David Hester, senior vice president and branch manager of the Robert W. Baird & Co. office in Birmingham, said every company has been under the looking glass during the current economy, whether it’s warranted or not.

“This year there’s really been a shotgun approach,” Hester said. “We are really seeing a lot of lawsuits pop up against companies.
“I think everyone is becoming very shortsighted. There are going to be bumps in the road. Most companies were expecting better results than they’ve seen this year.”
Comerica’s need to increase its loan-loss reserves was unpredictable, Hester said. Many companies had similar situations. Few foresaw the depressed financial results lasting this long, he said.

“Everyone is trying to play that (class action) card,” Hester said.
Jeff Saut, chief investment strategist for Raymond James Financial Inc., said U.S. investors are nuts.

“In this litigious society, certainly it is not the investors’ fault if they lose money in the stock market,” Saut said sarcastically.

“It’s a very common occurrence, especially when you get in a bear market, for shareholders to sue when their stock loses value. But where is it written that investors are entitled to make money? Markets go down just as often as they go up. … There’s no malfeasance at Comerica.”

Beverly Moore Jr., a lawyer and editor of Class Action Reports, said it’s a myth that a large stock drop automatically triggers the filing of class-action suits.

“The (class-action lawsuits) that are frivolous are thrown out,” said Moore, whose Washington-based bimonthly periodical keeps track of all class-action lawsuits. “The ones that are meritorious are still being thrown out.

“We don’t know what our corporations are actually making, which is supposed to be what fuels the stock market.

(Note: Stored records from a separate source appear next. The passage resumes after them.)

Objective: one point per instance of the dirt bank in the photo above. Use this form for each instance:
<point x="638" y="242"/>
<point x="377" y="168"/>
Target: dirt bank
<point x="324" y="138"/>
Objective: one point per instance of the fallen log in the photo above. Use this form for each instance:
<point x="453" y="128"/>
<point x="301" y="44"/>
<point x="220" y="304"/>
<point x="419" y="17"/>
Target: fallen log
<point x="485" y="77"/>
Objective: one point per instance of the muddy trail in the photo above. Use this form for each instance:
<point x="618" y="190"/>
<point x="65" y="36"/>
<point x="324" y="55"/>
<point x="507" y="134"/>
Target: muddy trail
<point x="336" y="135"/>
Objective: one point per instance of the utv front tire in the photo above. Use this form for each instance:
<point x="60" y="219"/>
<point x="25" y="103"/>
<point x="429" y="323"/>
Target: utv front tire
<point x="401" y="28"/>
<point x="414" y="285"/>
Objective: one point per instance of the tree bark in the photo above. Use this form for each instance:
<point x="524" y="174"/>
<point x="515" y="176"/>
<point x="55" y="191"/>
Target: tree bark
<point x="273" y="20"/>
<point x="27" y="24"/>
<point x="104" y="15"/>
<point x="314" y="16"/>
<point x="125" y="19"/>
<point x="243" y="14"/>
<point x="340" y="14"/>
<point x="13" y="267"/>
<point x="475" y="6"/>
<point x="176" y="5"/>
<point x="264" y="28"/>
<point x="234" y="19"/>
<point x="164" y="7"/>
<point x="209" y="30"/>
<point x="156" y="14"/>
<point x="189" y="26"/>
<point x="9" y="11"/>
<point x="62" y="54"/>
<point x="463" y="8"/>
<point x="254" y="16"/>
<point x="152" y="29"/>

We’ve got to make investors (better) able to sue.”

Moore, who has followed class-action litigation for 30 years, said she’s never seen a judge certify a frivolous class-action lawsuit.

The next step for the Comerica and Compuware cases is to determine which of the law firms will act as the lead lawyers and which plaintiffs will be named as the lead plaintiffs, said attorney Miller.